PSMA is found in both primary and metastatic prostate tumors, and within newly developing blood vessels of many non-prostate cancers. An investigational imaging agent, if approved, could one day contribute to patient management by helping clinicians direct biopsies and cancer therapies.
In this study, PSMA binding affinities were assessed for three MR contrast agents, which were then imaged in living cells using a 9.4 tesla magnet MR system. Results of the study showed that the three synthesized gadolinium-based contrast agents (Gd-1, Gd-2, and Gd-3) were able to assess parameters of PSMA in the experimental cell lines and mouse models of prostate cancer. Gd-3 demonstrated the most MR contrast enhancement, about 36 percent, and demonstrated PSMA-mediated uptake on MR images of mice.

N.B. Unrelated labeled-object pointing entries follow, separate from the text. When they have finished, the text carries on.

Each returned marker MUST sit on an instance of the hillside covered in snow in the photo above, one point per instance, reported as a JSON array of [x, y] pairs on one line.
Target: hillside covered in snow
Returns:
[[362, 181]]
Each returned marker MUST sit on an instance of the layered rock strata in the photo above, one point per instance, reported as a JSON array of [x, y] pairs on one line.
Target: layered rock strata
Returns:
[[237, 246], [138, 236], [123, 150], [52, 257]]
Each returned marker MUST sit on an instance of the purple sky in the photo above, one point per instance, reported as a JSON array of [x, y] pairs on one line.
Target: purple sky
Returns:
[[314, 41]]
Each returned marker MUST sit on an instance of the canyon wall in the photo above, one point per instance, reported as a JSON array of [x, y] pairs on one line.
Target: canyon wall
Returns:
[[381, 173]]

As encouraging as the research is, these agents are still in preliminary stages of study and will need to be investigated further.
'With adequate funding, we estimate that a lead compound could be tested in human patients within the next two to three years,' said Ray.
More than 13.7 million people are living with cancer in the United Stated alone. An estimated 39.6 percent of Americans are expected to be diagnosed with some form of cancer in their lifetime and approximately 589,430 people are expected to die of cancer in 2015, according to statistics released in April by the National Cancer Institute.